Trailing by seven points in the waning seconds of the contest, Miami quarterback Tyler Van Dyke let up a Hail Mary heave. It was batted around but landed in the arms of wideout Xavier Restrepo.
Unfortunately, Restrepo was a couple of yards short of the goal-line as a gang of Louisville defenders brought him to the ground, thus keeping the Cardinals' one-loss record intact and their dark-horse Playoff hopes alive as well.
Miami went blow-for-blow for most of this game as Louisville clung to their slim hopes of making the College Football Playoff. They will now move on to the Governor's Cup against rival Kentucky and then into the ACC Championship Game against Florida State (a team that lost Jordan Travis on Saturday) needing wins in both to have any chance of making the CFP.

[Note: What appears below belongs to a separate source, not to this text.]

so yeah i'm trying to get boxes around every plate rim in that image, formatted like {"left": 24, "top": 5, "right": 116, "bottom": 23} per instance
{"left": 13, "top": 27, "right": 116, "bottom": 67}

Of course, the Cardinals' one loss coming against a three-win Pitt team might be enough to keep them out still, but their Playoff dreams still have a pulse.
Louisville's College Football Playoff path after surviving Miami
As mentioned, the first step for Louisville making the CFP will be beating Kentucky and Florida State. In the case of the former, the rival Wildcats have been limping to the finish line in SEC play and look beatable.
The ACC Championship Game is a different story. Florida State will present the most talented team the Cardinals have seen this season. However, without Travis at quarterback, they are a far lesser group as backup Tate Rodemaker has not proven he is anywhere near the same caliber of passer. Thus, that game looks much more winnable than it once did.
Beyond that, though, Louisville coming in at No. 10 in the latest CFP rankings means they need a ton of chaos ahead of them to make it into the Playoff, especially with beating FSU without Travis likely devaluing that potential win. The Cardinals would likely need losses from Alabama, Texas, Washington and Oregon to have any chance, perhaps multiple -- and even then, it's still not a guarantee.
But thanks to some savvy, sure-handed tackling on Miami's Hail Mary, that narrow margin still remains for Jeff Brohm's team.